Kriter > Dosya > Dosya / Savunma ve Güvenlik |

Sınama Eşiğinde Rusya-Türkiye İlişkisinin Jeopolitiği


Ukrayna krizi, hem Karadeniz hem Avrupa güvenliğini etkilediğinden hem Rusya ve Batı’nın cezalandırıcı hamlelerini beraberinde getirdiğinden hem de sıcak çatışma ve tırmanma riskini barındırdığından, Türkiye-Rusya ilişkilerinde bugüne kadar başarıyla sürdürülmüş kompartımanlaştırma ve kriz yönetimi stratejileri için ciddi bir sınama olacak.

Sınama Eşiğinde Rusya-Türkiye İlişkisinin Jeopolitiği

Soğuk Savaş sonrası dönemde geleneksel olarak Türkiye-Rusya ilişkileri belirli alanlarda potansiyel jeopolitik rekabet ve başta enerji olmak üzere belirli ticari alanlarda iş birliği gözlüğünden değerlendirilip durdu. Dolayısıyla bu bakış açısı, Ankara-Moskova ilişkilerini rekabet ve iş birliği sarmalı arasına yerleştirdi. İki başkent arasındaki ilişkilerin doğasında rekabetin de iş birliğinin de olduğunu hatta rekabet ya da anlaşmazlık alanlarına rağmen iş birliği yapılan alanlardan daha çok kazanç elde etmeye devam etmek için Ankara ve Moskova’nın çoğunlukla kompartımanlaştırma stratejisini takip ettiğini kimse yadsımaz. Ancak son 10 yıl içerisinde Rusya ve Türkiye arasındaki ilişkilerin, ikili ilişkiler şablonundan çıkarak stratejik anlam ifade eden bir boyuta geldiğini de gözlemliyoruz. Bu gelişmede, iki başkentin iş birliğinden elde ettikleri kazancın stratejik değerinin artması kadar, iki ülkenin yakın çevresinde yani Karadeniz, Doğu Akdeniz, Ortadoğu bağlantısında değişen jeopolitik faktörler ve Moskova ile Ankara’nın bu jeopolitikte kendilerini konumlandırdıkları yeni pozisyonlar da etkili oldu.

 

Rusya’nın İddialı Güvenlik Politikası ve Maliyeti

2008’den itibaren Rusya, çevresinde görünür bir biçimde iddialı bir güvenlik politikası izliyor.

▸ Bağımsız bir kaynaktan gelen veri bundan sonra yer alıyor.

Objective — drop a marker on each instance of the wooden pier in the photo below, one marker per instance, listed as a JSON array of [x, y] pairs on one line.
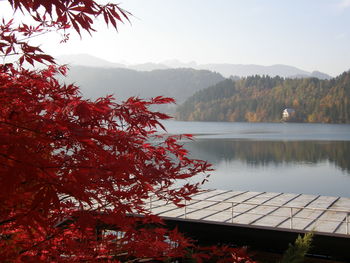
[[325, 214], [262, 219]]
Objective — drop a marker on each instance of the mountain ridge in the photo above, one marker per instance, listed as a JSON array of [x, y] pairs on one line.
[[225, 69]]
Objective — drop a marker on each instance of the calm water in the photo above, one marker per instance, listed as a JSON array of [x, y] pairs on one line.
[[276, 157]]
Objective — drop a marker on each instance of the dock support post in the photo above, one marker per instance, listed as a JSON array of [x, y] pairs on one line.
[[347, 223], [231, 212], [150, 204]]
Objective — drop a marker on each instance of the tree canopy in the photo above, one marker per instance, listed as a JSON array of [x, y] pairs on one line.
[[75, 174], [262, 99]]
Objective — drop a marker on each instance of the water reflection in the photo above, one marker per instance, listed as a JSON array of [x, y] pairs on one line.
[[265, 153]]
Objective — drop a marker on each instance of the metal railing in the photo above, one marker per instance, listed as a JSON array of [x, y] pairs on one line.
[[293, 214]]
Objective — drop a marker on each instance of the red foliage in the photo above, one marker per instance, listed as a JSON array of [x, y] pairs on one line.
[[71, 168]]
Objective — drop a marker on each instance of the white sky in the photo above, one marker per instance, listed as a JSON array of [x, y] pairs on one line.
[[308, 34]]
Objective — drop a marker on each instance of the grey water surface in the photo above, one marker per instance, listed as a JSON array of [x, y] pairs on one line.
[[272, 157]]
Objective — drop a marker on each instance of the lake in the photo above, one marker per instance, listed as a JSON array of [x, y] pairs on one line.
[[272, 157]]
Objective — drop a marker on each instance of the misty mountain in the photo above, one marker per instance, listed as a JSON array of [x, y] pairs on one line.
[[263, 99], [87, 60], [227, 70], [95, 82], [240, 70]]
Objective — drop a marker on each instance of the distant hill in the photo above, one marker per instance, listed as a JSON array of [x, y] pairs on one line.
[[177, 83], [242, 70], [262, 99], [227, 70]]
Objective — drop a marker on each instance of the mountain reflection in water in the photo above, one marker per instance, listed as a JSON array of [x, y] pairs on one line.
[[272, 157], [263, 153]]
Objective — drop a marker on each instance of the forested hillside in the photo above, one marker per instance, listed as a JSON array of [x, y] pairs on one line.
[[262, 99]]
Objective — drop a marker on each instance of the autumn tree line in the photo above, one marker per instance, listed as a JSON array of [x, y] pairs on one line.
[[263, 99]]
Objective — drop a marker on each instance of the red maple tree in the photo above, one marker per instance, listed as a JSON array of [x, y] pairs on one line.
[[70, 168]]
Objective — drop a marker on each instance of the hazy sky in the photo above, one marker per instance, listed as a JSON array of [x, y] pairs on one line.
[[309, 34]]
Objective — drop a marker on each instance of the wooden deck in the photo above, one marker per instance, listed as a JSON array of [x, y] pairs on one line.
[[293, 212]]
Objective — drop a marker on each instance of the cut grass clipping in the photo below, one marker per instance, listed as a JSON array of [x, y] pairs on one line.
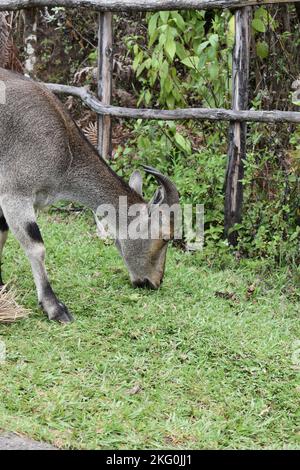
[[10, 311]]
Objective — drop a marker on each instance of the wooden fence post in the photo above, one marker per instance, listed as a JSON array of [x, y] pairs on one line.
[[237, 130], [105, 64]]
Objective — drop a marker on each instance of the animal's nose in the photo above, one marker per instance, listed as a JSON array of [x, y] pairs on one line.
[[146, 283]]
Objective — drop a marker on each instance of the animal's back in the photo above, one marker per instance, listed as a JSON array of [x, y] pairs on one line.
[[34, 134]]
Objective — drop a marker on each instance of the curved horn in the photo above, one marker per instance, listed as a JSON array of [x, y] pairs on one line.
[[172, 196]]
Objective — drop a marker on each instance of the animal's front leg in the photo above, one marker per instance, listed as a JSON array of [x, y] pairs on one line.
[[21, 219], [3, 238]]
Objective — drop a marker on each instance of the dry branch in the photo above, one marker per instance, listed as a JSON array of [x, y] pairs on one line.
[[136, 5], [210, 114]]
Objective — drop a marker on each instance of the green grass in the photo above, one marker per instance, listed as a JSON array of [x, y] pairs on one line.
[[181, 367]]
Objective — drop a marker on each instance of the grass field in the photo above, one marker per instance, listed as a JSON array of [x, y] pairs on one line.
[[208, 361]]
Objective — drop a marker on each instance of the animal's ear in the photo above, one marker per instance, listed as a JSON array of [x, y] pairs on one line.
[[136, 182], [157, 199]]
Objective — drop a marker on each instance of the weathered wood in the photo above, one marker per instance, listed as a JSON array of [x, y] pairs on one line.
[[30, 40], [237, 130], [201, 114], [136, 5], [105, 60]]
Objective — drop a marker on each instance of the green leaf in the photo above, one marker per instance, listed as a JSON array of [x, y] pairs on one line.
[[137, 60], [258, 25], [262, 49], [261, 13], [170, 101], [296, 98], [180, 51], [202, 46], [183, 143], [152, 25], [170, 46], [213, 70], [191, 61], [178, 20], [164, 15], [214, 39]]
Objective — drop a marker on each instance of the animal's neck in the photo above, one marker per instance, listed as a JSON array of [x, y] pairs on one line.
[[93, 183]]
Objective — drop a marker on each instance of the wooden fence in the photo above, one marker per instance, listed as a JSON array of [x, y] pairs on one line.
[[238, 115]]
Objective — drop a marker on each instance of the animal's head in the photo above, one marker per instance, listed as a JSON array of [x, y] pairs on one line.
[[145, 256]]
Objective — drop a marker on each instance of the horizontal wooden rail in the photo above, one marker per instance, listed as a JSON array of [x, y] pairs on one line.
[[210, 114], [136, 5]]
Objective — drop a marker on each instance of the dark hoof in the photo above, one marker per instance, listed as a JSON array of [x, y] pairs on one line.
[[62, 314]]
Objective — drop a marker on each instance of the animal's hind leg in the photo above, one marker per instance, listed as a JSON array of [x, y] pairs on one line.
[[21, 219], [3, 238]]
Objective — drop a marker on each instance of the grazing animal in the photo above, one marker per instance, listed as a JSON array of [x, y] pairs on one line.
[[45, 158]]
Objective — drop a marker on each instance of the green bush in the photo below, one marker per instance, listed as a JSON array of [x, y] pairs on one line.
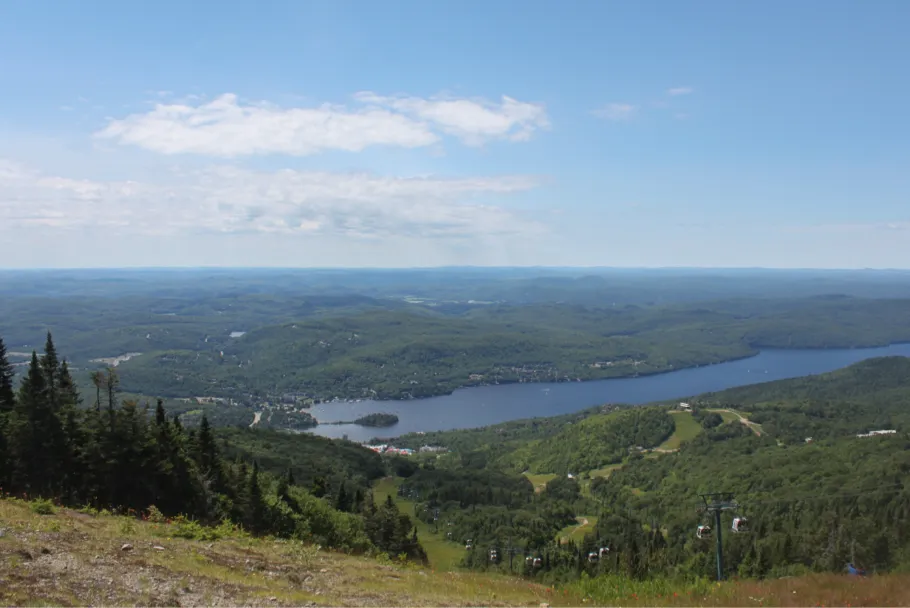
[[42, 506]]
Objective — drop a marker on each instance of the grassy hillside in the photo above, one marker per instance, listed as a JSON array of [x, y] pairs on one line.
[[594, 442], [74, 559], [405, 353]]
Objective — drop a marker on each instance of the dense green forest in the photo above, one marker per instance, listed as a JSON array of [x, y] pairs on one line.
[[120, 455], [254, 335], [398, 354], [810, 505]]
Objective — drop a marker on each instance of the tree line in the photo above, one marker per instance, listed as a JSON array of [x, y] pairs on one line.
[[123, 456]]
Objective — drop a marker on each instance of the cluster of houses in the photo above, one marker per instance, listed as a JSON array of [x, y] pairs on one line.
[[876, 433], [384, 448]]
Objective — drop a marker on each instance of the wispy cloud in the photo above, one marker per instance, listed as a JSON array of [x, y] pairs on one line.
[[225, 127], [474, 121], [617, 111], [852, 228], [231, 200]]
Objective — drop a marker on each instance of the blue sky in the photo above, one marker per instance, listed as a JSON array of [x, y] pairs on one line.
[[432, 133]]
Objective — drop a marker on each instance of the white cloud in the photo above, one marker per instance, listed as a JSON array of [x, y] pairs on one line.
[[225, 127], [851, 228], [474, 121], [616, 111], [232, 200]]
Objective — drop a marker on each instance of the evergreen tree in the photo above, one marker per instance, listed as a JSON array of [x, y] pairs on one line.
[[7, 392], [72, 455], [255, 516], [50, 367], [33, 431], [341, 501]]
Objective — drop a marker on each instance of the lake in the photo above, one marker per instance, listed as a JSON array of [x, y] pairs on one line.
[[483, 405]]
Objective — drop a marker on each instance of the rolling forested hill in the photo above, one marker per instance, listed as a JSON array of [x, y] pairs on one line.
[[403, 354]]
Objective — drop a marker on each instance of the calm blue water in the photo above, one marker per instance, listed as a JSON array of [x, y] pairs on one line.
[[480, 406]]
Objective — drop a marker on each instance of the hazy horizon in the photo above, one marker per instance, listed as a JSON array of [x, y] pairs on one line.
[[347, 133]]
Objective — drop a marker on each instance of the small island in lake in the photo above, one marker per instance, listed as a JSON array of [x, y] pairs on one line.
[[379, 419]]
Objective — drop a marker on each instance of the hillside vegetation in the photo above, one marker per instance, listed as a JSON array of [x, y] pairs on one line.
[[812, 506], [393, 354], [69, 558]]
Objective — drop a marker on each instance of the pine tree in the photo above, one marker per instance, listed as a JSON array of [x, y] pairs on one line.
[[341, 501], [72, 455], [33, 430], [255, 516], [50, 367], [208, 457], [7, 392]]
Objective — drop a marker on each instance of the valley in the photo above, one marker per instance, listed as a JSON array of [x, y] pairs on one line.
[[540, 490]]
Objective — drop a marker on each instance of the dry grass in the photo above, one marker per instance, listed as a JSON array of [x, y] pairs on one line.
[[813, 590], [73, 559]]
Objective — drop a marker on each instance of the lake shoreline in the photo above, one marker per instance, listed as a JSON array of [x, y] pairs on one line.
[[479, 406]]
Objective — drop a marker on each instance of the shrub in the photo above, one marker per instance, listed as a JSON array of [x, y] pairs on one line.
[[42, 506], [155, 516]]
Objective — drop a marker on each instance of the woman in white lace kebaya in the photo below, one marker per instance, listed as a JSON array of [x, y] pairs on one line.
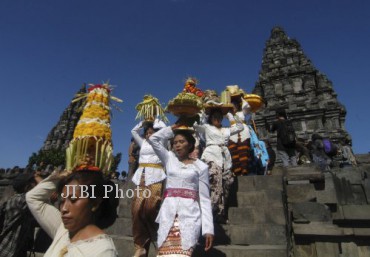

Bu politika kendi içinde sınır ötesi askeri, ekonomik, melez alan kapatma ve alan kontrolü gibi unsurları barındırıyor. Bu nedenle de Moskova’nın izlediği stratejinin maliyet ve risk getiren bir strateji olduğunu kabul etmemiz gerekiyor. Rusya, 2014 Kırım’ın ilhakı kararı ve 2022 Donbass politikası sonrasında kendisine karşı uygulanan Batı yaptırımları ile karşı karşıya kaldı. Ayrıca Rusya’nın bir NATO ülkesi olan Türkiye ile yaşadığı jet krizi, Rusya’nın alan kontrol stratejilerinin, Türkiye ile krize doğru tırmandığında, bir Rusya-Batı krizine dönüşebileceğini de gösterdi. Dolayısıyla, Kremlin’in bu süreçte temel düşüncelerinden biri maliyeti ve riski yönetebileceği seviyelerde tutmaktı. Bu hususta Rusya’nın başvurduğu strateji ise Moskova ile muhatabı arasında var olan karşılıklı bağımlılığı derinleştirmeye dayalı bir tür dostluk stratejisi izlemekti. Böylece Kremlin, izlediği iddialı güvenlik politikasına karşı ortak bir blokun ortaya çıkmasını engellemeyi de amaçlıyordu.

 

Bir İş Birliği Modeli

Bu çerçevede zaman içerisinde Türkiye-Rusya ilişkilerinin Moskova’nın benzer stratejilerle yaklaştığı diğer ilişki modellerinden ayrıldığı görüldü. Örneğin, Ankara ve Moskova arasındaki karşılıklı bağımlılık çeşitlendi: Karlı iş birliği alanları, Akkuyu Nükleer Santrali, TürkAkım, S-400’lerin tedariki gibi… Stratejik önemdeki bu çeşitlilik, Ankara’ya Rusya ile geliştirdiği ilişkiyi dengeleyebilecek çeşitli adımları atma imkanı verdi. Bu imkan, Türkiye’nin doğalgaz ithalatı içerisinde Rusya’nın ağırlığının göreceli olarak azalmasından tutalım Ukrayna ve Azerbaycan ile geliştirilen ilişkiye, Ermenistan ile normalleşme sürecine, Orta Asya Cumhuriyetleri ile sürekli bir diyalog mekanizması kurulmasına, Afganistan’da Katar ve Pakistan ile kurulan diyaloğa kadar farklı şekillerde görünürlük kazandı. Ayrıca iki ülke, özellikle iki başkentin fikir ayrılığına düştüğü Suriye, Ukrayna, Libya gibi alanlarda krizleri üst düzey diyalog içerisinde, kompartımanlara kapatarak ve iş birliği alanlarına zarar vermeden yönetme alışkanlığı geliştirdi. Bu özel iş birliği modelinin ortaya çıkmasının, Moskova’nın yakın çevresinde uyguladığı iddialı ve riskli politikaların maliyetini hem Rusya hem Türkiye için daha yönetilebilir hale getirmek için diyalog kanallarını açık tutma isteği dışında, kanımızca üç sebebi daha var.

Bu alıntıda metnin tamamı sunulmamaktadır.